= Christmas Is Coming =

Traditional rhyme

"Christmas Is Coming" is a traditional nursery rhyme and Christmas song frequently sung as a round. It is listed as number 12817 in the Roud Folk Song Index.

== Lyrics ==
The following are common representative lyrics:
Christmas is coming, the goose is getting fat
Please put a penny in the old man's hat
If you haven't got a penny, a ha'penny will do
If you haven't got a ha'penny, a farthing will do.
If you haven't got a farthing God bless you!

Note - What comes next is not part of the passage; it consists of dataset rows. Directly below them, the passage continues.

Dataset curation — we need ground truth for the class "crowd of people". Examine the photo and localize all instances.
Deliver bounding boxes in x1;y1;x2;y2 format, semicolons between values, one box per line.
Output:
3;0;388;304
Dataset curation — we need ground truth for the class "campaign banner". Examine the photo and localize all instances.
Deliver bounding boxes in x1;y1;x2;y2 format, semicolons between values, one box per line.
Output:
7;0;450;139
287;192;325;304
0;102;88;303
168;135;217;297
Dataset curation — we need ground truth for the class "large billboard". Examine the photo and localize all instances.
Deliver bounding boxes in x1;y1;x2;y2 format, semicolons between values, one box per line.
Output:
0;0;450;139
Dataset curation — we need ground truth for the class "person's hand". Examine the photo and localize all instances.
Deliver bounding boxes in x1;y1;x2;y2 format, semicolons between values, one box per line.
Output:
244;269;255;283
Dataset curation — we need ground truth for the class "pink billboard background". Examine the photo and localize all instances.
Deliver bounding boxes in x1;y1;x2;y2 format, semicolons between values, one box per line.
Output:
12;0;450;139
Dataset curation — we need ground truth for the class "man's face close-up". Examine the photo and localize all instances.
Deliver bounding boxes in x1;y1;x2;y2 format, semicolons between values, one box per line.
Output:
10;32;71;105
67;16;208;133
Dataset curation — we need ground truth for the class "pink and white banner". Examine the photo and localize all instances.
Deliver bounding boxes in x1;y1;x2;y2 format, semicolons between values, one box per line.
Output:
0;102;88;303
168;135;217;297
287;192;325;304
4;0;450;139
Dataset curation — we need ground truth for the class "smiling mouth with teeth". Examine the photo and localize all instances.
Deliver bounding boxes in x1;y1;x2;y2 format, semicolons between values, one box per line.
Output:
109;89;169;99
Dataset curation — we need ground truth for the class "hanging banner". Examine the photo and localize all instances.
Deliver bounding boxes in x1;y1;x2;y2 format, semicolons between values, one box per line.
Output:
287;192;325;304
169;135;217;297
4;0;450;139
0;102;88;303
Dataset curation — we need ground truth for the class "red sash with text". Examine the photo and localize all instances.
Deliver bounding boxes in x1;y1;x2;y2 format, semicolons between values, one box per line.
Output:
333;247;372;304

Although the lyrics begin appearing in print in 1885 and 1886, they are presented without an author and in a way of cataloging something that was already mostly common knowledge of the time. Some sources have variants of these lyrics and additional verses.

== Music ==
The common melody paired with the lyrics is usually simply listed as a traditional English carol, while some sources curiously list the author Edith Nesbit Bland as its composer.

Another common melody, usually listed as a traditional English carol, is differentiated by an arrangement of it made by Walford Davies, published in 1914. The lyrics have also been paired with the melody of the English dance tune "Country Gardens".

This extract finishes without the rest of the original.